I went to the doctor’s SEVEN times last year because I had bronchitis/pneumonia . This year, I’ve gone three. Three years ago, I went twice. Year before that three times. So on and so forth. You get the picture. It hasn’t been easy and believe me when I say that I’ve gone insane just sitting around watching Netflix. But the one thing that has been consistent is the Lord’s hand in this whole thing.
–My blog post titled, “Lord, Give Me Mountains to Climb”. 
So, being the ridiculously assertive and control-freak that I am, I took matters into my own hands. I gave up on going to the doctors once they told me I just had a bunch of food allergies (molds and a mild chicken, apples, and walnuts allergy) which lead me to going gluten and dairy free. I researched, and researched, and researched during 2014 to 2016. I learned how to eat healthier. I joined Beachbody, and worked as a coach that ran fitness and nutrition groups. I learned about organic foods. I learned how to eat clean. I learned how to actually cook something that wasn’t in a box. I joined my university’s swim team and eventually made captain for marketing.
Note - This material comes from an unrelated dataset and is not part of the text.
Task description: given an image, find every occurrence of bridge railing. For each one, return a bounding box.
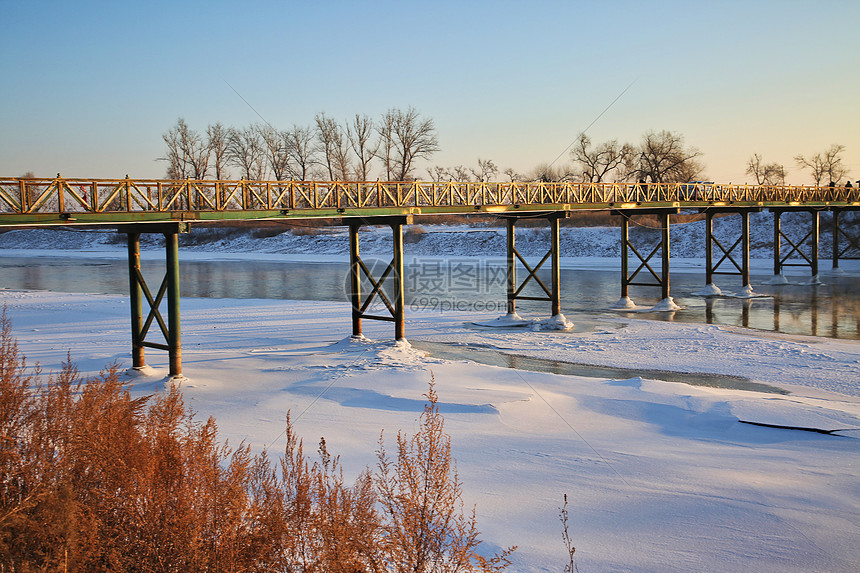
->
[0,177,860,215]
I worked full-time as a supervisor at a girl’s residential treatment center. I dated a lot and broke a few hearts. I was having the time of my life. I loved 2014-2016. I had my challenges like any college student, but I really enjoyed that time of my life.
Then one day during my fall semester of 2016 all of the symptoms came back. The same symptoms that I had while on my mission. My knees started to blow up out of nowhere. My hands were swollen. I was loosing weight rapidly. I was in pain all the time. My legs, hands, arms, shoulders, back, and joints always hurt. It was the weirdest thing I had ever experienced. I stopped exercising and tried to take it easy for a few months. But nothing was helping me. So, I was back at square one. It was so frustrating.
I made an appointment with my primary care doctor. He ran some blood-work and guess what? They finally found something. I was terrified. My doctor referred me to a rheumatologist and then the testing began. I was poked so many times that my really good vein is now hard to find. The results came back inconclusive. Meaning, my c-reactive protein, ANA, and sedimentation rate indicated a inflammation problem but there was nothing definitive. The doctor thought that I had Lupus, a autoimmune disease that attacks your healthy tissues. Since my ANA test was positive, he ran it again to verify the results but they came back inconclusive. This was the moment that having Dr. House around would have been very helpful: “It’s NOT Lupus!”
2017 was the year that I never thought was going to end. Since my ANA was a false positive, and I was still having chronic pain issues with the inflammatory response, my doctor asked me to come back into the clinic for further testing. When I came back, I was expecting more X-rays, needles, and whatever. I was right about some of the testing. He ran an X-ray on my hands to see if I had any damage in my joints which I didn’t. He ran my blood work again and the same CRP and sedimentation rate came back positive. Nothing else showed up. Then the worst part of all the testing happened. He started pushing on my joints. I held back tears as he pushed on my shoulders, hips, hands, feet, and knees. Finally, he took a step back and smiled. He said, “Well, the good news I know what’s wrong with you. The bad news is it’s Fibromyalgia.”